Témoignage de cette « teinte » chrétienne, l’envoi adressé à M. de Guiringaud comporte des annexes : le texte de Vatican II relatif à la ségrégation raciale (l’Eglise dans le monde de ce temps, n°29) et le texte de la résolution du Comité central du COE réuni à Genève du 10 au 18 août 1976.

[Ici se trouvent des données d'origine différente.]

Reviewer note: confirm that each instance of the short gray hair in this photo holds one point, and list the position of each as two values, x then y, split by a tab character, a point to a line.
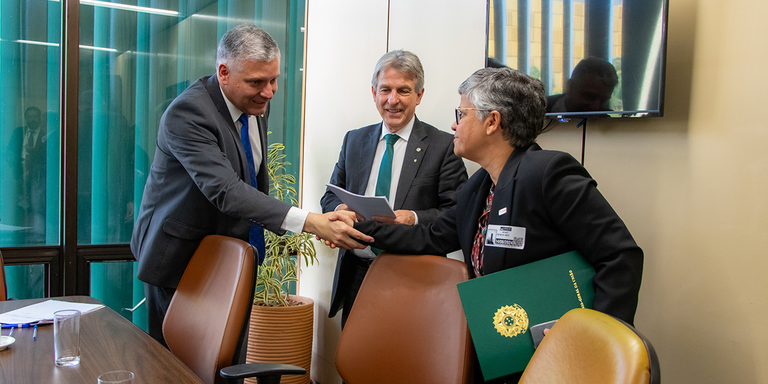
402	61
245	42
518	98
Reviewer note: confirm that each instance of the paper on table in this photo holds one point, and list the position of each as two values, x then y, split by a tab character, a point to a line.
365	205
43	312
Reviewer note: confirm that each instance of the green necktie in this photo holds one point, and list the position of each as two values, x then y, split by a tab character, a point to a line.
384	180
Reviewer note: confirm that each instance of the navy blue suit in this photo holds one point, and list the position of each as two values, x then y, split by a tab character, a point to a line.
430	176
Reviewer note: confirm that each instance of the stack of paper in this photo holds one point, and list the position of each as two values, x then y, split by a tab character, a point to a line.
43	312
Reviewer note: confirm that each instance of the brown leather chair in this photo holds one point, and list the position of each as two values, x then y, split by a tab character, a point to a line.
208	310
407	324
3	285
589	347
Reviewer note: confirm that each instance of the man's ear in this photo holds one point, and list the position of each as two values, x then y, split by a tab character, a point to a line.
493	123
222	72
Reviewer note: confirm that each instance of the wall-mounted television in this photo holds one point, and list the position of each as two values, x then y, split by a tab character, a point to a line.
596	58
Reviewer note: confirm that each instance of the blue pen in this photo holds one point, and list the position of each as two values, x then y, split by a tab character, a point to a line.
24	325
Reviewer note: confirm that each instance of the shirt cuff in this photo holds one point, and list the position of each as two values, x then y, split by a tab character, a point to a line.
294	220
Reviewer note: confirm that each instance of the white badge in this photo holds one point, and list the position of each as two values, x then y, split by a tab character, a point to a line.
505	236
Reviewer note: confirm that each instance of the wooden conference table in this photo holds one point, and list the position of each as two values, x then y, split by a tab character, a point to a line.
108	342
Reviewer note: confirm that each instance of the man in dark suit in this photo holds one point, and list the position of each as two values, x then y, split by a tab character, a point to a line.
27	158
545	200
201	181
424	175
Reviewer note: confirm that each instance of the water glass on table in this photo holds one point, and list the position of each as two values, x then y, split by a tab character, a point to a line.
116	377
66	337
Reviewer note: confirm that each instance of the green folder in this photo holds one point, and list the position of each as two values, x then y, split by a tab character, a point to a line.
503	306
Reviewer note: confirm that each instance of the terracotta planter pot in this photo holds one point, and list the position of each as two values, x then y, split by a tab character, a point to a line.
282	335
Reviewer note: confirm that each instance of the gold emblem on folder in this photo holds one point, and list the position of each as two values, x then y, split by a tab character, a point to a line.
511	320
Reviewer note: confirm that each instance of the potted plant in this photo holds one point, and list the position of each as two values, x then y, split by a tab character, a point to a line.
282	325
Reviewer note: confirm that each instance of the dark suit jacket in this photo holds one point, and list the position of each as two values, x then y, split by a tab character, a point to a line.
198	185
430	176
554	198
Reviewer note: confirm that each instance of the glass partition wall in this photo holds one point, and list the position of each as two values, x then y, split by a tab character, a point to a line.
66	216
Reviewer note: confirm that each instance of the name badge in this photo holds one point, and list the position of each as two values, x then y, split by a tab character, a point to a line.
505	236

Mais là encore, André Appel et Mgr Ménager interpellent directement le gouvernement français, lui demandant de tenir compte de la résolution 34110 du Conseil des Nations Unies qui prie tous les gouvernements et organisations de s’abstenir de tout rapport avec les institutions ou autorités des Bantoustans, et de refuser de les reconnaître de quelque manière que ce soit. Mais l’événement donne aussi l’occasion d’interpeller le gouvernement sur les relations qu’il entretient avec l’Afrique du Sud et il est intéressant de noter qu’un projet de mémorandum, dont j’ai retrouvé la trace dans les archives de la commission1004, aborde certes la question de l’indépendance du Transkei, mais insiste avec beaucoup plus de vigueur que dans le document « officiel » sur les relations commerciales et économiques que la France entretient avec le régime de Pretoria.

Notes
997.

Réunion du 11 mai 1976, CJP/76/37.

998.

J’ai pu retrouver dans les archives de la commission la réponse de l’ambassadeur sud-africain à la lettre de Mgr Menager. Il y rappelle notamment que de nombreuses différences existent entre les ethnies et les langues et que l’apartheid permet aux populations noires d’exprimer leurs identités respectives. Il ajoute que cette « politique devra aboutir à une décolonisation complète de l’Afrique du Sud dans toutes ses ramifications ». Voir « Réponse de l’ambassadeur d’Afrique du Sud à la lettre de Mgr Menager du 27/08/76 », CJP/76/56. Un fait important à noter concernant ce dossier : la mention « A ne pas publier » apparaît dans la marge supérieure du document.

999.

« A propos de l’arrestation du Père Mkhatshwa », 2 septembre 1976.

1000.

Ibid.

1001.

« Lettre de l’ambassadeur d’Afrique du Sud, le 1er décembre 1977 » (compte-rendu de la réunion du 13 décembre 1977), CJP/77/88

1002.

Plusieurs extraits du mémorandum son reproduits dans Réforme. Voir « Le mémorandum de Justice et Paix », Réforme, n°1648, 23 octobre 1976, p. 16.

1003.

Ibid. Voir aussi « mémorandum à l’intention du gouvernement à propos de l’indépendance du Transkei », CJP/76/61.

1004.

« Projet de mémorandum à l’intention du gouvernement français à propos de l’Afrique du Sud », CJP/76/54.